Negli Stati Uniti, l’applicazione della pena di morte continua a sollevare interrogativi etici e legali, soprattutto alla luce dei numerosi casi in cui le esecuzioni sono fallite in modo tragico. Errori tecnici, addestramento inadeguato e metodi sperimentali hanno spesso trasformato quello che dovrebbe essere un processo “rapido e indolore” in un incubo prolungato, sia per il condannato che per il personale coinvolto.

Il caso Mikal Mahdi: quattro minuti di agonia
L’ultimo episodio che ha riacceso il dibattito è avvenuto in Carolina del Sud, dove il condannato Mikal Mahdi è morto in quattro interminabili minuti dopo che i colpi del plotone d’esecuzione hanno mancato il cuore. Secondo quanto riportato dal Mirror US, Mahdi è stato colpito da tre proiettili, ma nessuno ha centrato l’organo vitale, causando invece danni a pancreas, fegato e polmoni. Il dottor Jonathan Arden, esperto forense, ha confermato che le ferite non hanno provocato una morte immediata, ma una sofferenza prolungata.
Il Death Penalty Information Center (DPIC) ha già segnalato in un rapporto del 2022 che circa un terzo delle esecuzioni effettuate quell’anno sono state caratterizzate da complicazioni gravi. Un dato allarmante che mette in discussione l’efficienza e l’umanità dei metodi adottati.
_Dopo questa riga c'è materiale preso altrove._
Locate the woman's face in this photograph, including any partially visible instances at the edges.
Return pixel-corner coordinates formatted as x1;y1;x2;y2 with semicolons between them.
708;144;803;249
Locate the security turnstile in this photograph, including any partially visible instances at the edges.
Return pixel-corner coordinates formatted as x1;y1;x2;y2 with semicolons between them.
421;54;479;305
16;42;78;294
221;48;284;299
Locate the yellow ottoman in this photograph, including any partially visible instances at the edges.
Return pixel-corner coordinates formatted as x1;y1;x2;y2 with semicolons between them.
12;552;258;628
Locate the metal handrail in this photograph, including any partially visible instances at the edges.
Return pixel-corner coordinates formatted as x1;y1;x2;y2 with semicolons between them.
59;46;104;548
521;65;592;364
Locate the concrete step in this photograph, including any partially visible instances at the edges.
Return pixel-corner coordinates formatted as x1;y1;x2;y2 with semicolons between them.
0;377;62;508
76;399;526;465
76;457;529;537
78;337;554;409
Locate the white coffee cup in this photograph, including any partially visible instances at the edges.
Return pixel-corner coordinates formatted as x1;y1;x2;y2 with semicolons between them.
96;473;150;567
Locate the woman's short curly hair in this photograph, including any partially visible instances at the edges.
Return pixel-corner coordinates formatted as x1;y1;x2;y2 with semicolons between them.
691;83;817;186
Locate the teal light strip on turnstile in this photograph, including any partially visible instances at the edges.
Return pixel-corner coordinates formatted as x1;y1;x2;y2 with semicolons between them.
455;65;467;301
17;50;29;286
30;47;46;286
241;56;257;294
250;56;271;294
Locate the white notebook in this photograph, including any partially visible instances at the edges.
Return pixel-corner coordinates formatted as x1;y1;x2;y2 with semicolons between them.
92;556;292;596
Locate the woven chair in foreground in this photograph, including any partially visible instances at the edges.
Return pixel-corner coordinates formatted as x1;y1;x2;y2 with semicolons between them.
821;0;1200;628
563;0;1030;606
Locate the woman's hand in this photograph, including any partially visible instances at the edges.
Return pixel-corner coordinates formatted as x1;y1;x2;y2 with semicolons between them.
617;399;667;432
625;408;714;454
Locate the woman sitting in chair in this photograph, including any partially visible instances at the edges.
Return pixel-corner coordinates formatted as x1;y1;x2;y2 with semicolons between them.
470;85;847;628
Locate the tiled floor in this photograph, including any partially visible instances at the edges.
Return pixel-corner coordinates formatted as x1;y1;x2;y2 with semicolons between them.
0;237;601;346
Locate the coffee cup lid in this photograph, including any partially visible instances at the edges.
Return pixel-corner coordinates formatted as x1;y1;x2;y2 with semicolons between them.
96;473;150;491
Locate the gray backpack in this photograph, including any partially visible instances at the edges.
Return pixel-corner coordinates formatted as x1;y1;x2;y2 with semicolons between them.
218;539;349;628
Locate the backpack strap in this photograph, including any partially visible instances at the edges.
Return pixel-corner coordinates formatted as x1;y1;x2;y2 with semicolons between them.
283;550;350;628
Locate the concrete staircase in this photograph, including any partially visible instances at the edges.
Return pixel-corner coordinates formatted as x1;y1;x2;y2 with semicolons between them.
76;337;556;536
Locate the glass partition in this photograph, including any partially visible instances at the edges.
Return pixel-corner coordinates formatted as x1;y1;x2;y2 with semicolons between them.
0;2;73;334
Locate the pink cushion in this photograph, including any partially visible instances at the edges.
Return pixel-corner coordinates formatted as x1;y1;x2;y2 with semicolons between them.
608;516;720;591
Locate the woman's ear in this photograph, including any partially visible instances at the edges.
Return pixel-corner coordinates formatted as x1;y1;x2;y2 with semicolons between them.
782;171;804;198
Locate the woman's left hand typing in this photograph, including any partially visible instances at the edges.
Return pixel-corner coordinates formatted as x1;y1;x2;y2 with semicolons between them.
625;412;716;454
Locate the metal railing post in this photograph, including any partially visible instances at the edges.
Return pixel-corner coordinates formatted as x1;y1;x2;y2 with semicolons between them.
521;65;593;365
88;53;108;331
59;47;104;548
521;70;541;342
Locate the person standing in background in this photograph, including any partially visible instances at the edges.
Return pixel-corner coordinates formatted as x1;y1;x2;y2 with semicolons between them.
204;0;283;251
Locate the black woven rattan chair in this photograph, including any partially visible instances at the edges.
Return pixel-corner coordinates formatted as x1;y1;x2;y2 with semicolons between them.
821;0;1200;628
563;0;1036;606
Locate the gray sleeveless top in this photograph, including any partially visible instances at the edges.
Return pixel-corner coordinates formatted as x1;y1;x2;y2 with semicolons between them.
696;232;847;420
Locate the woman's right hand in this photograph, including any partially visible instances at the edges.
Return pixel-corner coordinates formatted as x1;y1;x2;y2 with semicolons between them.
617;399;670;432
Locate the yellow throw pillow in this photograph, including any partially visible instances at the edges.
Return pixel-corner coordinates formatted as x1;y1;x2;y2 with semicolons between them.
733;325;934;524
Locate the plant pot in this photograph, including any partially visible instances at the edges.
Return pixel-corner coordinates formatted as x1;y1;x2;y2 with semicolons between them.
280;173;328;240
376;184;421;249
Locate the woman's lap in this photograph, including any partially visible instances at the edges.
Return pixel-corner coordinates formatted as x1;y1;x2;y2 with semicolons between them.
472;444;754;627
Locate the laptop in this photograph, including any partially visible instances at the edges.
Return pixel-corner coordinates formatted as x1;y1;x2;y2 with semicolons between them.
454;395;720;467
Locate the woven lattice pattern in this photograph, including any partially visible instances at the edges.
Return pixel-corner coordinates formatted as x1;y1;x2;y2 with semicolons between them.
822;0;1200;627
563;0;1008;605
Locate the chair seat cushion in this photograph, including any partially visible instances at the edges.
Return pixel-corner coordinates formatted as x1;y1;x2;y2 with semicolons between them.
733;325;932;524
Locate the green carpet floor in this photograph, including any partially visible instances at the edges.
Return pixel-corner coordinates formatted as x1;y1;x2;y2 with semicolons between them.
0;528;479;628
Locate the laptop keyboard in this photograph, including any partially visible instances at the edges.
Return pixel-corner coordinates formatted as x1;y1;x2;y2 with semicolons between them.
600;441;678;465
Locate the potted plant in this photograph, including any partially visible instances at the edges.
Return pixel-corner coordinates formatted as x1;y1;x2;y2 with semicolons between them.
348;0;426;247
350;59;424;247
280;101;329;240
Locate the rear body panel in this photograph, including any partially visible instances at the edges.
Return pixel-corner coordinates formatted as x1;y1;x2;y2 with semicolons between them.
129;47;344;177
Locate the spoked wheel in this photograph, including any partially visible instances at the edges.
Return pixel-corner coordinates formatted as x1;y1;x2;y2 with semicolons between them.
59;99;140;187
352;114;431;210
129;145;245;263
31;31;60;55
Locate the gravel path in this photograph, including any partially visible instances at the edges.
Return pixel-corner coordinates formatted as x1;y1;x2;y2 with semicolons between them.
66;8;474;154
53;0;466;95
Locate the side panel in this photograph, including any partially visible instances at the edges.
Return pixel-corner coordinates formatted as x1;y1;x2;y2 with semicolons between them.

Ron McAndrew: 13 anni di terapia dopo un’esecuzione fallita
Un caso emblematico è quello di Ron McAndrew, ex direttore del braccio della morte in Florida. McAndrew ha assistito all’esecuzione di Pedro Medina, condannato alla sedia elettrica. L’uomo è stato letteralmente arso vivo a causa di un malfunzionamento. “Non abbiamo fulminato quest’uomo. Lo abbiamo bruciato vivo“, ha dichiarato McAndrew in un’intervista al The Sun. Le immagini e gli odori di quel giorno lo hanno perseguitato per oltre un decennio, costringendolo a seguire 13 anni di terapia.
Gas azoto: una sperimentazione fallita?
Nel gennaio 2024, lo Stato dell’Alabama ha messo in atto per la prima volta un’esecuzione tramite inalazione di gas azoto, uccidendo Kenneth Eugene Smith. Sebbene le autorità statali l’abbiano definita “forse il metodo più umano mai ideato”, testimoni oculari hanno raccontato un’altra verità. Come riportato dal Guardian, Smith avrebbe tremato violentemente, si sarebbe contorto sulla barella e avrebbe mostrato segni di sofferenza estrema per 22 minuti. La Casa Bianca ha definito l’episodio “molto preoccupante”.
Iniezioni letali: tra fallimenti tecnici e torture silenziose
L’iniezione letale, considerata per anni il metodo standard, non è esente da problemi. Il caso di Thomas Creech, il detenuto più anziano del braccio della morte dell’Idaho, è esemplare: l’esecuzione è stata interrotta dopo che il personale non è riuscito a trovare una vena per somministrare il farmaco. Secondo NBC News, Creech continua a proclamare la propria innocenza e il caso ha attirato persino l’attenzione di attivisti celebri come Kim Kardashian.
Ancora più scioccante il caso di Joe Nathan James Jr., giustiziato in Alabama nel 2022. L’esecuzione, che avrebbe dovuto durare pochi minuti, si è prolungata per oltre tre ore. Secondo un’inchiesta del New York Times, i medici avrebbero avuto enormi difficoltà a inserire gli aghi, provocando lesioni multiple a mani e polsi.
Un sistema da riformare?
I casi citati mettono in luce una realtà scomoda: l’attuale sistema di esecuzioni negli Stati Uniti presenta gravi falle procedurali e morali. Organizzazioni come Amnesty International e Human Rights Watch continuano a denunciare l’uso della pena capitale, definendola crudele, antiquata e inefficace come deterrente. Anche la Commissione Interamericana per i Diritti Umani ha espresso preoccupazione per le violazioni dei diritti fondamentali nei casi di esecuzioni mal riuscite.
Con un crescente numero di stati americani che aboliscono la pena di morte o ne sospendono l’applicazione, il dibattito è destinato a intensificarsi. Ma una domanda rimane centrale: può esistere una “buona” esecuzione, in un sistema dove l’errore umano è inevitabile?